3 Non-conventional Ways I Attempted to Make Friends:
What worked V.S. What didn’t
Moving to a new city is always so exciting and scary at the same time. You basically have to learn how to start over with everything. You have your own place and you need to buy furniture for it and put food in the fridge and you have these bills that you’re trying to keep track of and on top of THAT, you have to build a new life for yourself.
That means you gotta get some friends and you gotta get them pronto.
Being someone whose weirdness drives their every move, I decided that with a new city, I really had nothing to lose because nobody knew who the heck I was!! So why not try and make friends using all of the ways one might be considered a “weirdo.”
I tried three different methods to make friends and here is what I learned from all of them:
1. The “Secret Not-So-Admirer”
Yes, you read that correctly. With this method, I simply spotted a car that had stickers on it that I thought were relatively compatible with things that I also enjoyed. I then proceeded to write a note to place on their car asking to be friends. Something short like, “Hey! Lets be friends you seem so cool lol,” with my Twitter and Instagram handles for a solid yet not too personal way to get in touch with me. A few short days later I had a new follower and a very nice Direct Message!! It was a guy from California and it definitely seemed like this could be the start of a solid friendship but at some point, I didn’t receive a follow up text from him and the friendship crashed in on itself like a dying star. What I expect happened, was the process of how weird it was of me to leave a note on his car finally hit him and he decided I might be crazy. BUT I did actually get him to contact me so would I do it again to someone else? YES! Just for shits and giggles most likely though. It was not so effective in the actual friendship making agenda.
2. The “Bait and Hook”
Alright, this one is honestly somewhat controversial because it is very similar to how modern day kidnappings happen. I live really close to a Central Market so one night I had walked to that Central Market to get some groceries and noticed two guys playing pool in the activity center of my apartment complex. I love pool and I like guys!! I ended up purchasing a tub of ice cream from Central Market for myself and while I was walking back I thought to myself, “how crazy would it be to ask them to eat this with me?” I have found that my life increases by 1,000 on the joy scale when I stop questioning everything I do and actually just do it! So I marched right into that activity center and said “y’all wanna split this ice cream?” We ended up having such a great time playing pool and eating ice cream and I learned that one of the guys actually works at my church! It was so great that I got to make that connection and to think I never would’ve met him if I hadn’t lured him into my mini van of friendship with my sweet sweet ice cream. Effective? 100%. It might be scary to just walk up to people you don’t know and ask to hang out but more times then not, it is so worth it!
3. Toilet Talk
This method is like pillow talk but instead of a room, it’s a bathroom, and instead of your partner, it’s the person in the stall next to you. Just as intimate, just as effective. It’s a moment where you are just so vulnerable and even though you are surrounded by metal walls, everyone knows what you’re doing in there. So why not talk about it and make it less weird, ya know? The woman in the stall next to me was actually such a slay queen. I could already tell just by our conversation. This method was actually one of my favorites because you get to have this deep conversation with someone and you don’t even know what they look like!! There was literally no way for prejudice to be present in this situation because to the two of us, we were just two girls on the pot sharing a convo about burgers. I actually did meet her outside of the stall and she was absolutely beautiful!! She had told me that she just moved from New Jersey and didn’t feel like she fit in yet and she was so happy that I started that conversation with her because it made her feel welcomed. I loved that so much! I hate to imagine that if I had just ignored her presence, she would’ve felt like the world around her was ignoring her presence all together. Again, this is by far my favorite method to use and I will definitely be using it again in the near future.

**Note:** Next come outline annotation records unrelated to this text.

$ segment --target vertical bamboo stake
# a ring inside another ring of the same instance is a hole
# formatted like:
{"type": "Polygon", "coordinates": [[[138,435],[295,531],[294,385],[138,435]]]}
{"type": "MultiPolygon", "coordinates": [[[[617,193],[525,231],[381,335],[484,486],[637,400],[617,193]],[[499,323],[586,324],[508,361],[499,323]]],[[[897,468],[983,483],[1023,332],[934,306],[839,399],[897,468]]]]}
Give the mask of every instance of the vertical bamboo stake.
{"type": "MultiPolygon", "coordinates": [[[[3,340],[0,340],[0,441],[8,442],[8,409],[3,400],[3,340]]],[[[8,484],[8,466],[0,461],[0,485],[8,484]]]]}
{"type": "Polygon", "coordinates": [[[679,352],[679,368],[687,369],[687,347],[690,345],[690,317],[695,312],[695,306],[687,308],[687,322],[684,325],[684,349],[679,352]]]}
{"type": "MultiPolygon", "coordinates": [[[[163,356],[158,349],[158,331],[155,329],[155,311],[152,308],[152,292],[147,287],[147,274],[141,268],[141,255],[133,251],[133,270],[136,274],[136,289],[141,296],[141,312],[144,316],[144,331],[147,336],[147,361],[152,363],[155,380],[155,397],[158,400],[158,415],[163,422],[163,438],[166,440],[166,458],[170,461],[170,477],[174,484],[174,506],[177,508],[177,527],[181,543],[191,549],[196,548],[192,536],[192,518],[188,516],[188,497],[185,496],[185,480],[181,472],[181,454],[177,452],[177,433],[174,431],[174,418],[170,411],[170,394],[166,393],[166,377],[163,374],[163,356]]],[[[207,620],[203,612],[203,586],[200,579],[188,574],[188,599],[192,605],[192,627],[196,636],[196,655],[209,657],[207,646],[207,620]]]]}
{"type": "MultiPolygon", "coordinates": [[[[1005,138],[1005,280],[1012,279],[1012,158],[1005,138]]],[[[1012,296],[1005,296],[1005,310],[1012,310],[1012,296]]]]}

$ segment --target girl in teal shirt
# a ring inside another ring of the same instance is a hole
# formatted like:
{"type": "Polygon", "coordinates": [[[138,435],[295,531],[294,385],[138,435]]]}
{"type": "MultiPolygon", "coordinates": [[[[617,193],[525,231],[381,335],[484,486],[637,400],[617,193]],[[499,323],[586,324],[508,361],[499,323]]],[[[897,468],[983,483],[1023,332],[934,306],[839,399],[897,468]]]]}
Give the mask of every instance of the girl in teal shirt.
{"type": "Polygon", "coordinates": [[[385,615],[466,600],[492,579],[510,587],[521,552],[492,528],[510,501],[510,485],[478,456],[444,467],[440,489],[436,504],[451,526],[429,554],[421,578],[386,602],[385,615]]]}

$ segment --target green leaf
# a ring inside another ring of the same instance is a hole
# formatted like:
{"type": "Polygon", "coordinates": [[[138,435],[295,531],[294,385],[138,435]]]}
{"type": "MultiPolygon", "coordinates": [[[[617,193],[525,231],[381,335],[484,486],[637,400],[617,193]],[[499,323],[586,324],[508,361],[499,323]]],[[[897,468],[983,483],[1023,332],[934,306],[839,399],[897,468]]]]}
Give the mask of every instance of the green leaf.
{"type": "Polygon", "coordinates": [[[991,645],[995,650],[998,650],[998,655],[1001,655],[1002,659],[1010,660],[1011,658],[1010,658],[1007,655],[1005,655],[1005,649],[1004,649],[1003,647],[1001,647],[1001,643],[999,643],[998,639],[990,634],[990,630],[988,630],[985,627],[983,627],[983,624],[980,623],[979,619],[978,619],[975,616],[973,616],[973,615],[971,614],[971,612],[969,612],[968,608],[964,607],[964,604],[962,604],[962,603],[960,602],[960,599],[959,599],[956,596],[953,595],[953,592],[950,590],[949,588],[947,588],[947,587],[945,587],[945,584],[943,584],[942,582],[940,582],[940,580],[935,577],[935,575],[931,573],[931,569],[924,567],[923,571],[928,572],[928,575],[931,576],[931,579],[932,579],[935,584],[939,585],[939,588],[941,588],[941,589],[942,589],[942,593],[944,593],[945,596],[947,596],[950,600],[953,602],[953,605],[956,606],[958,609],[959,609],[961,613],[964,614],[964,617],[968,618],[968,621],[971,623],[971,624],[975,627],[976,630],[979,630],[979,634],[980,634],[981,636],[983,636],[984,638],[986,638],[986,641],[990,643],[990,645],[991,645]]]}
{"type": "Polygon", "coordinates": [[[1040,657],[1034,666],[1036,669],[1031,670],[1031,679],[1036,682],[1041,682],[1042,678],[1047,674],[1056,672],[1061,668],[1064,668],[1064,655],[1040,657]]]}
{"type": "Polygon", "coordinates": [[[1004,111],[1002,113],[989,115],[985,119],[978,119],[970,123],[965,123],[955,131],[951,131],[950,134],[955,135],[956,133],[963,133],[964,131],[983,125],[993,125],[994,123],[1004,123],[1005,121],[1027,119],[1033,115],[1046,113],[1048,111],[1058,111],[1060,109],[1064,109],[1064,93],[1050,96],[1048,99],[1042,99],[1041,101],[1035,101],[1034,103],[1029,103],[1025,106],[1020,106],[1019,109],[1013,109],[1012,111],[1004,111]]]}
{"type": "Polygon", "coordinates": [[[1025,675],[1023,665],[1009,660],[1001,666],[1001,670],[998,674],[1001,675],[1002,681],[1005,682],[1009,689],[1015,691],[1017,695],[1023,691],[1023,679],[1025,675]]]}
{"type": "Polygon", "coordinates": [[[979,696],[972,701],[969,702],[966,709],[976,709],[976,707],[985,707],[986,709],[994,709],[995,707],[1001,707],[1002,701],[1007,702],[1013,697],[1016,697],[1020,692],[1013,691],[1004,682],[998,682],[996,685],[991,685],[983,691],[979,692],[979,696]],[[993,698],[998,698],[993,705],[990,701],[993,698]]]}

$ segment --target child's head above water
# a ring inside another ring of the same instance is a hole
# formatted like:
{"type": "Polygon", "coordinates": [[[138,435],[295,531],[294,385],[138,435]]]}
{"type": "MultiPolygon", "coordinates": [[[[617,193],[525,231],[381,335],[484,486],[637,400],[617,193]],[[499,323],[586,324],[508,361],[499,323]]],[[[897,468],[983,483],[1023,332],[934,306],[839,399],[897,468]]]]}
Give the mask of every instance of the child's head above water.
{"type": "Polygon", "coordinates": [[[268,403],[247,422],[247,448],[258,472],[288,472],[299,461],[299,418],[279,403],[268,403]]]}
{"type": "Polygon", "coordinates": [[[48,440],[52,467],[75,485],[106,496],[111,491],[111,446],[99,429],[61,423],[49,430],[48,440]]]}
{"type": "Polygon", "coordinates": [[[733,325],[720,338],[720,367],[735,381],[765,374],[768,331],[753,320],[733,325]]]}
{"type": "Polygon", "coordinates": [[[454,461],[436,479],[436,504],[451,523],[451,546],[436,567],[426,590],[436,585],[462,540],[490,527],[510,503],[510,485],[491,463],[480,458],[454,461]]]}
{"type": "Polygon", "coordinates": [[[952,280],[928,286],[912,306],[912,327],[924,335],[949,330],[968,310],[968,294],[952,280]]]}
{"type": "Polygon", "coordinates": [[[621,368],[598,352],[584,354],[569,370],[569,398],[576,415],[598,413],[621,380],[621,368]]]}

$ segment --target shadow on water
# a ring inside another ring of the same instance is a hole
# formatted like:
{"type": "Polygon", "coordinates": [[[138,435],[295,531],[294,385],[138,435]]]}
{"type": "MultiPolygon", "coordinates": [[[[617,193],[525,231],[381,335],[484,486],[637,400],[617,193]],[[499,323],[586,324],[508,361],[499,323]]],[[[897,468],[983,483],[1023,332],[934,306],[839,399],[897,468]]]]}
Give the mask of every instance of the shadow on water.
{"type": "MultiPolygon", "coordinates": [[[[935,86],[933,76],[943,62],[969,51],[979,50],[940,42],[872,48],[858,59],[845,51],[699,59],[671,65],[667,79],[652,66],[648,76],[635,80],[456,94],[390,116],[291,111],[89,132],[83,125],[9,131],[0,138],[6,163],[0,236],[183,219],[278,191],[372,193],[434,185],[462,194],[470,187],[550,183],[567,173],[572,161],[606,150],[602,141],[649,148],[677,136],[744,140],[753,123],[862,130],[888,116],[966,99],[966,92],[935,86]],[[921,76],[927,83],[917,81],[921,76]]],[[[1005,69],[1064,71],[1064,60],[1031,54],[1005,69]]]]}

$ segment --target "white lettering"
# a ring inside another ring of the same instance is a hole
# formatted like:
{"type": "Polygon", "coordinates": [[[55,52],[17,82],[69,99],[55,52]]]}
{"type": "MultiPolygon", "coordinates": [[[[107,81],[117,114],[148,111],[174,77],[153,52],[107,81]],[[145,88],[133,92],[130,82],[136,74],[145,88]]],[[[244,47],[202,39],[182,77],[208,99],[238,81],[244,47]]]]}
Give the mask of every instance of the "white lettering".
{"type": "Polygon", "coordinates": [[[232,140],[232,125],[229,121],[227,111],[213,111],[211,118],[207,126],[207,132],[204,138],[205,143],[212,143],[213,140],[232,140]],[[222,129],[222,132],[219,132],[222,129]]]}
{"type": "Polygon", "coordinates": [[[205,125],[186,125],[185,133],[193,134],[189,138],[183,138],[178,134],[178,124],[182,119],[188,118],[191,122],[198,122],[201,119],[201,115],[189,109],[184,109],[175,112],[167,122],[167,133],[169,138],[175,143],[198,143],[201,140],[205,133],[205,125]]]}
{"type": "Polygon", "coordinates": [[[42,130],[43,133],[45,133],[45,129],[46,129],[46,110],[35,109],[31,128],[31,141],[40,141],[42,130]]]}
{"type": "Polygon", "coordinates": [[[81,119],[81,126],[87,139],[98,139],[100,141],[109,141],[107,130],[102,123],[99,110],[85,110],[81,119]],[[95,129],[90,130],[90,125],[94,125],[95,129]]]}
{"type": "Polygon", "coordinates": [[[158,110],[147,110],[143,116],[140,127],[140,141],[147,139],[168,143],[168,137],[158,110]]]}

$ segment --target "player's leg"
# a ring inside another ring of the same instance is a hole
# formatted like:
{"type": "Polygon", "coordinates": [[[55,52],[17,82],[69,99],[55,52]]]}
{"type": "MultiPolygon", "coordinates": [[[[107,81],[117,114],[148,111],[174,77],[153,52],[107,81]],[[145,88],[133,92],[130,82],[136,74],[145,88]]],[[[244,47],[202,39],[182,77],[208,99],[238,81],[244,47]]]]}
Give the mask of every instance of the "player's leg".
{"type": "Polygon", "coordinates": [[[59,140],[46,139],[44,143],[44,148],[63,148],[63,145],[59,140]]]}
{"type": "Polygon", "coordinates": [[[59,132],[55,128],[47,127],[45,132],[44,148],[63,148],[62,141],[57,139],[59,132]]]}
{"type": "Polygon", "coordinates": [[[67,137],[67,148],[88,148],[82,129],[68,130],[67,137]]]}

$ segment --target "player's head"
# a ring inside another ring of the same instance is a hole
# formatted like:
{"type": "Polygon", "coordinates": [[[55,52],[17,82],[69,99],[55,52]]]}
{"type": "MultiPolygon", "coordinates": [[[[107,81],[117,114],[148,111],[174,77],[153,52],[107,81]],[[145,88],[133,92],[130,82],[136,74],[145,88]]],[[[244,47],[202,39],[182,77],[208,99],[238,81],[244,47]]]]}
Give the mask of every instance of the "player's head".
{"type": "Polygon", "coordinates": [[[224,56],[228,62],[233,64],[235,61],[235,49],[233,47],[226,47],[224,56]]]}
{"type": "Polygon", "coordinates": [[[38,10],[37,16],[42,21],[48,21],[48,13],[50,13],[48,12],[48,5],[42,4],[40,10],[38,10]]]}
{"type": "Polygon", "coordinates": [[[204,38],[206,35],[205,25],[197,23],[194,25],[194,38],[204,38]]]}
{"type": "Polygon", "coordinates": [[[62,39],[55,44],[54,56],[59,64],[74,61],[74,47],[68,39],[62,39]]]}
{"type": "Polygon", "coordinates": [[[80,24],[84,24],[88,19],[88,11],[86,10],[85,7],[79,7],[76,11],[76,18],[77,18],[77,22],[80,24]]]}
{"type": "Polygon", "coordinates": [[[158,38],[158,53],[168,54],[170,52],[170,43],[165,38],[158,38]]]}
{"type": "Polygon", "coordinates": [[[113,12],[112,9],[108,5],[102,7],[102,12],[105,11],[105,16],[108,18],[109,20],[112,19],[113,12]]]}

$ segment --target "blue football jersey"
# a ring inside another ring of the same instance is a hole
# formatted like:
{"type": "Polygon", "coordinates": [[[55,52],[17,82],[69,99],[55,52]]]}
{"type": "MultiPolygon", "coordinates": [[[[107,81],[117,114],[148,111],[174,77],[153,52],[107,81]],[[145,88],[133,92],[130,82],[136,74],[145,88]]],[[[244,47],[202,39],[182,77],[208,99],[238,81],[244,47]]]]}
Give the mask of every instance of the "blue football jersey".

Overall, I loved this experience. Life can get kind of boring if you stick to the same routine every day. Even when it comes to making friends. When you step out of your way to talk to someone or contact someone in a non-conventional way, It can seriously boost the confidence of the person you’re trying to reach. All the people I met while doing this were so cool and so genuine and I know that I would not have gotten the pleasure to meet them and get to know them had I not stepped out of my own comfort zone for once.
To quote my favorite movie ever, “Life moves pretty fast. If you don’t stop to look around every once and awhile — you could miss it.”
Get out there and do something weird!